Ambos símbolos têm o objetivo de facilitar o reconhecimento do naipe aos jogadores e dificultá-los aos espiões, impedindo assim que estes pudessem transmitir essa informação a outros jogadores. Tanto as pintas como os índices ficaram totalmente fixados como parte das cartas espanholas ao longo do século, de maneira que somente as cartas de fantasia não os usavam. É bom recordar que nos baralhos de símbolos franceses não são usados, de maneira geral, até a segunda metade do século XIX.
Sobre os índices, destaca-se o fato de que em todos os baralhos espanhóis as figuras são numeradas com os mesmos índices: sota, 10; cavalo, 11; rei, 12. isto explica que nos baralhos com 40 cartas apareça um salto na sua numeração, passando do 7, no sete, ao 10, na sota.
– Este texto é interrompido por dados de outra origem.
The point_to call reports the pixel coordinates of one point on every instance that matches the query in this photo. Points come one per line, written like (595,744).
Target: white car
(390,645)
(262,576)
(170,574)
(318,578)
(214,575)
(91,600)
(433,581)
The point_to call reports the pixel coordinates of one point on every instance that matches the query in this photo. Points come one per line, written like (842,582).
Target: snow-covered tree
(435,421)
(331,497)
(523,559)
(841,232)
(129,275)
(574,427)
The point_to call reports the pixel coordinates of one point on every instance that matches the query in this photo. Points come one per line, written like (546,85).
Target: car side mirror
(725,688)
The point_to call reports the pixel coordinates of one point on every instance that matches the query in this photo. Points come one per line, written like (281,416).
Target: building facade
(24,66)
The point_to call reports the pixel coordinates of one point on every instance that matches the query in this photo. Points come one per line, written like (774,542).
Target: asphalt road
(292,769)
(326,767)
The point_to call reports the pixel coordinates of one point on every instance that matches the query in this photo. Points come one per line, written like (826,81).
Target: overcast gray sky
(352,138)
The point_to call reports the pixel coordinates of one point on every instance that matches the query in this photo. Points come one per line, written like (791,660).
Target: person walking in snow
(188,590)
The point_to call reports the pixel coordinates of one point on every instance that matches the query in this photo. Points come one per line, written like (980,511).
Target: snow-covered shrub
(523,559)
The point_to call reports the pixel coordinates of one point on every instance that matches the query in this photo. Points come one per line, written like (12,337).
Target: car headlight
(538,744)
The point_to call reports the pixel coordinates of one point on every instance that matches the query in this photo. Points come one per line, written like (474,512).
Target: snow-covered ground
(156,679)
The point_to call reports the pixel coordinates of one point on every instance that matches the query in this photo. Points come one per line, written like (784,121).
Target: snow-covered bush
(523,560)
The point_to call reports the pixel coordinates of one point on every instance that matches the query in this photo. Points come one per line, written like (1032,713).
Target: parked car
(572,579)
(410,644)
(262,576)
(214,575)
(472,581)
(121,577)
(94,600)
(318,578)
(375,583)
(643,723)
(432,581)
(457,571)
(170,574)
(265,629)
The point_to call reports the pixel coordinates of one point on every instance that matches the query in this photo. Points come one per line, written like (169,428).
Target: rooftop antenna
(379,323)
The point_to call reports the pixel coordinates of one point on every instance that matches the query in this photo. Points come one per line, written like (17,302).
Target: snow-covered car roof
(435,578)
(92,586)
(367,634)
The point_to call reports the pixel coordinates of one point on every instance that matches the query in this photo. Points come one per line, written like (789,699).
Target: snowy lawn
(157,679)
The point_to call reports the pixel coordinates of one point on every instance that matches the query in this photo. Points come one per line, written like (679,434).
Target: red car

Outro fato importante para os fabricantes espanhóis de cartas é a Independência do México (1811) e da maioria dos territórios americanos, o que desencadeou o final do monopólio exportador da fábrica de Macharaviaya e a aparição de um importante centro naipero em Cádiz, dedicado especialmente à produção de cartas com destino aos países americanos. Pode-se destacar que os fabricantes de cartas de Cádiz desenvolveram um estilo próprio no desenho das cartas, perpetuado por outros fabricantes de cartas espanhóis como Roura, Comas ou Fournier, por exemplo, em especial para suas exportações à América.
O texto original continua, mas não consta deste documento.